3. Stimulus package: Attention getter
Our coverage of the economic stimulus package as it worked its way through Congress and even after the president signed it attracted plenty of Web traffic. Individual stories and a chart showing a breakdown of the information technology spending earned the topic the No. 3 spot on our traffic chart.
4. Grassley scolds Microsoft
Immigration continues to be a hot-button issue. Case-in-point: Sen. Charles Grassley (R-Iowa) chided Microsoft for seeking an increase in the number of H-1B visas issued to foreign workers while laying off existing employees.
5. Security breach hits SRA
A company known for its security work notified Maryland officials that personal information on about 1,400 state residents might have been hacked. However, the company has not found evidence that hackers have used the compromised information.
6. BearingPoint regroups
The consulting company might have taken an important step toward shaking off several years of poor financial performance when it filed for restructuring under Chapter 11 of the Bankruptcy Code. The filing will reduce the company’s debt and allow it to meet debt obligations before an April 15 deadline.

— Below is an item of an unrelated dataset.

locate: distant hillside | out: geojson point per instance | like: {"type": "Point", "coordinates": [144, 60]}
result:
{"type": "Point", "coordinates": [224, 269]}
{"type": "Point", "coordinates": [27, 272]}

7. States struggle with budget shortfalls
Sources of revenue are diminishing for state governments as they face dire economic straits. For more, read our cover story on Page 20.
8. GSA says no to Networx protests
Networx is exempt from some provisions of the Acquisition Improvement and Accountability Act that give losing bidders the right to protest task-order awards. The agency made the move in part to speed the transition from FTS 2001, the old telecommunications contract, to Networx.
9. How to take the bull by the horns
The Treasury Department is grappling with how to manage the Troubled Asset Relief Program. It is seeking input on what kind of applications and systems it should build to make sure the remaining $350 billion is spent wisely.
10. Alliant Small Business a go
The much-delayed task-order contract is now open for business, with 72 small businesses ready to compete for work. The question on many people’s minds is: Where is its big-business counterpart? The General Services Administration is still working on awarding the Alliant Full and Open contract, which has been beset by protests.These daily news stories received the most traffic on Washington Technology’s Web site in February.